I am amazed that it has been a year since this studio opened. I was looking through my notes of past classes and meditations. When Exhale opened, I had only been teaching about five months, and was still finding my teaching sea legs. My notes from those first classes were three pages long. I wrote down every cue and step that I could conceivably need for a one hour class. This has been a joyous journey of our Exhale Yoga Community, here a few things I have learned and cherished this year:
Kula means community of the heart. We as a yogi community, whether here in our studio, downtown at Monumental Yoga, or anywhere else in the universe…we are all connected as an intentional family, and for that I am truly grateful.
We are all perfectly imperfect. “I do not have to be perfect. All I have to do is show up and enjoy the messy, imperfect and beautiful journey of my life.” ~ Kerry Washington. I understand and hope I can teach the idea that we arrive from different places on our mat. And keep in mind that our body, mind and spirit can occupy a space differently from day to day or hour to hour. The fact that you show up to practice and breathe deeply on your mat, makes you a yogi.
Russell Simmons asked on Twitter for people to share their yoga mantra, the reason they practice this beautiful process. Here is my #yogainspiration: I started for the exercise, I stayed for the peace it brought me and I teach because it is my calling.
Gratitude for the beautiful blessings of my life, the studio, the community and my practice.
Joy of teaching, sharing my knowledge and experience.
Getting to know my students, they encourage me to be my authentic self and I hope I show them the way to theirs.

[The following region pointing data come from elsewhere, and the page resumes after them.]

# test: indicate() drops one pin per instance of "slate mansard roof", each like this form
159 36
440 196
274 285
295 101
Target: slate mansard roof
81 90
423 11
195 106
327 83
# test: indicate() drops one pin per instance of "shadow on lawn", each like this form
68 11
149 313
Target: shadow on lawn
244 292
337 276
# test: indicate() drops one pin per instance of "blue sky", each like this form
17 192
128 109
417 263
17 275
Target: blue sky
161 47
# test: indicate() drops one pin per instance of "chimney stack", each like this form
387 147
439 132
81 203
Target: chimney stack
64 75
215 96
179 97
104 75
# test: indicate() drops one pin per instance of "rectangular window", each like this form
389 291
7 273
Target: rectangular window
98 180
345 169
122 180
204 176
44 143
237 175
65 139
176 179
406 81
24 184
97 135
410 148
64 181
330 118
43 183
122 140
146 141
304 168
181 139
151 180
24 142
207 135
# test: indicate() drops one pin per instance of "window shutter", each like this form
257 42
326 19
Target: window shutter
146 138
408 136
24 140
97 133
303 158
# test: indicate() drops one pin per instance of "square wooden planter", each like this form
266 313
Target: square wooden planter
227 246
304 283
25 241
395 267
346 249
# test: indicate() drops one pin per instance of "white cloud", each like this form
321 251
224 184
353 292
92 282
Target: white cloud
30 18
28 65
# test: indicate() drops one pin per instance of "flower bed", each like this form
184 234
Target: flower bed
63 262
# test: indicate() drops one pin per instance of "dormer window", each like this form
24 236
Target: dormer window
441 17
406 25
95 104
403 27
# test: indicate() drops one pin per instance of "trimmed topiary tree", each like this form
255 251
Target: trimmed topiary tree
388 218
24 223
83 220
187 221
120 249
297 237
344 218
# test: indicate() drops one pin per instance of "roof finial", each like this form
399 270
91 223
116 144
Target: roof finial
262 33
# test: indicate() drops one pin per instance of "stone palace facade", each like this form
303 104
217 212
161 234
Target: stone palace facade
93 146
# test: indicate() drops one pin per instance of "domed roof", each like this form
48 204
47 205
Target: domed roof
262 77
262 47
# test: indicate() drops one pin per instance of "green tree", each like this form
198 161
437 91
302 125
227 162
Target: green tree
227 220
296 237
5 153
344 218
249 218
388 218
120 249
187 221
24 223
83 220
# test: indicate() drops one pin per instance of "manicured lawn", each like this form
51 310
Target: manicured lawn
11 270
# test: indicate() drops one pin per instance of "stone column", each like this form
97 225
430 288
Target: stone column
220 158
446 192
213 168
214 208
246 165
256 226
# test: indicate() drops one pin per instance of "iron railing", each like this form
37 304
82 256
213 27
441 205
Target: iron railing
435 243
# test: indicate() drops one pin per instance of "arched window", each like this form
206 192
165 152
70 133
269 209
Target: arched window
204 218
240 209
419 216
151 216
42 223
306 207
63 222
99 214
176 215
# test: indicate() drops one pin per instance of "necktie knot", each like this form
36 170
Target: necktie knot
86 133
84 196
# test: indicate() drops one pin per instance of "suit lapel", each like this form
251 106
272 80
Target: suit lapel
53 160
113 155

One part of our practice that I don’t think we spend much time teaching is setting our intention. I thought since we are reflecting over the last year, it might be a good time to revisit the need for setting our intention before we start our practice. I encourage my students to settle onto their mat with their breath and let go of everything that has happened during the day. It is time to clear your mind, put these pesky monkeys to sleep and follow your breath. Our intention helps us to be more mindful on the mat and maybe lets us carry that intention off the mat into our life. It can elevate our time on the mat from an exercise to a practice. I try to set a theme for my class that revolves around my intention for the day or the week. Sometimes I try to incorporate different yoga concepts and how they apply today and how we can use them to be of service to others. One of my favorites is Aparigrahah, for one because I have mastered how to say it, but I really love the concept. Your intention is to let go of the junk in your trunk. Physically and emotionally. As the Buddha says, “you can only lose what your cling to”.